With so many spin doctors and fixers among Corbyn’s apparatchiks one would’ve thought they could have come up with a decent public relations response to this week’s Panorama expose of Labour’s anti-Semitism crisis. What might that have looked like?
“The Labour Party is an anti-racist Party with a long and proud history of standing up to prejudice. As such, we hold ourselves to the very highest standards and are taking the issues raised by Panorama very seriously indeed.”
The actual response from the Labour Party has been abhorrent. They have attempted to smear the BBC, the journalist behind the programme, and the whistle-blowers involved. It was a display so appalling that nobody can now credibly claim that anti-Semitism is taken seriously by the Labour leadership. This was clear from the pre-emptive response even before Panorama aired.
The well-respected reporter John Ware has faced unsubstantiated claims of bias from the Labour party and Corbyn supporters. In a complaint letter to BBC on 4th July, Labour asked the BBC “to suspend and reconsider the planned broadcast”. The complaint claimed the programme is biased against the party and contains “unsubstantiated allegations”. It deflects by calling on the BBC to expose Tory Islamophobia and accuses John Ware of anti-Corbyn agenda. Dismal stuff that one might expect from Donald Trump.
Momentum propagandists also put out a very sinister video smearing John Ware before they could have even seen his work. How telling. If this is how they act with Labour in opposition, what would they be like in power? If Corbyn’s Labour and his Momentum mob controlled the police, the security services and all the might of the state, the consequences don’t bear thinking about.
On social media, Corbyn trolls were out in force deflecting and smearing left, right and centre. Many of them unwittingly provided further evidence of the problem. Just about every tweet from a mainstream media outlet or well-known journalist regarding Labour anti-Semitism had a good smattering of anti-Semitic replies, including one asking how many senior managers of the BBC were Jewish.
On Wednesday evening, the programme finally aired. I won’t give a blow by blow account, instead I urge you to go and watch it. It’s upsetting and extremely disheartening. The whistle-blowers accuse senior Labour figures of interfering in the disciplinary process dealing with accusations of anti-Semitism. They said the leader’s office was “angry and obstructive” and “overruled” and “downgraded” disciplinary decisions.
Mike Creighton, Labour’s former head of the disputes team, suggested to Seamus Milne that the party should deal with top-level anti-Semitic cases “more swiftly and much more robustly”, and that Corbyn should make a speech, “saying that Israel had a right to exist”. Creighton claimed Milne’s laughed at the idea of this. Lovely.

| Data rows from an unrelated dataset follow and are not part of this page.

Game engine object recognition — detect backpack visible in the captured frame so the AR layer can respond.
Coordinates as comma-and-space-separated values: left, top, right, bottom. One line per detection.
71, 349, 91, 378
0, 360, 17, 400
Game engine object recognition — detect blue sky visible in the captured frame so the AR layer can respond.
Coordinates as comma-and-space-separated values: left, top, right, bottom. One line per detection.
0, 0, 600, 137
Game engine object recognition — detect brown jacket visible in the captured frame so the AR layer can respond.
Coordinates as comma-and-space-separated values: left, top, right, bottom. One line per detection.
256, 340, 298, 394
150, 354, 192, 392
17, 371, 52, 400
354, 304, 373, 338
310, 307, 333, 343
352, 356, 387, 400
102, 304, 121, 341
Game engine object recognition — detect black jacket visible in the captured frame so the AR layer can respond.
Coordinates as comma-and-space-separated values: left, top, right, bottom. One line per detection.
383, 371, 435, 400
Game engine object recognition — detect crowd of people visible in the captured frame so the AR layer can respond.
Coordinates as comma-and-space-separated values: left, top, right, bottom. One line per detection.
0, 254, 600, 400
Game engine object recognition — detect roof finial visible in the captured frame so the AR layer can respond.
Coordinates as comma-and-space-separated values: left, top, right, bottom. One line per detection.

The Labour staffers told a story of a Labour Party that had become a hostile environment for Jews and a safe space for anti-Semites. They faced regular abuse online and face to face from Labour members. “Hitler was right,” and “Hitler did not go far enough.” Izzy Lenga said she was called a “dirty Jew” and a “Zionist” every day.
The most extraordinary aspect of the programme was the ex-staffers account of the deterioration of their mental health. Kat Buckingham, the former head of disputes, described how she had a nervous breakdown in response to the constant abuse and the inaction of the party.
Her successor, Sam Matthews, said, “the mental health of me and my team went through the floor”, and described how he considered committing suicide by jumping off general secretary Jennie Formby’s office balcony because of the leadership’s attitude to dealing with anti-Semitism.
These young people who were committed to their party have suffered serious mental health issues because of their jobs, because of the racism they suffered and because their party failed them. How has the Labour leadership responded? They have attempted to blacken their names. The Labour party has conducted itself much like the Church of Scientology does when former members voice their concerns, they criticise them and say they are “disaffected”.
Anyone who watched Panorama this week and still feels that there is no anti-Semitism issue and the Labour Party’s response has been adequate has serious issues recognising racism. Anyone who still believes that these heartbroken ex-staffers who broke NDAs and faced the risk of legal threats are liars has issues with basic human empathy.
Labour have chosen their line to take, as typified by this tweet from the Labour Press Team’s Twitter account: “It is an authored polemic, with no political balance of interviewees, quotes invented and emails edited to change meaning. It is an overtly one-sided intervention in political controversy by the BBC”.
It’s about time that Labour recognised they have a real problem that they need to solve, rather than thinking that every media outlet is out to get them. Corbyn refused to be interviewed for the programme, as did a number of other prominent Corbyn supporters, so complaining about it being one-sided is a bit rich.
What the scandal exposes is that the Left has an issue on anti-Semitism because of its blinkered self-righteousness. They believe they can’t be racist because they are left-wing. Well, this week Panorama provided further compelling evidence that institutional anti-Semitism goes right to the top of the Labour Party. It drove staff to depression and suicidal thoughts. It’s spreading fear in the Jewish community. When will they face up to it?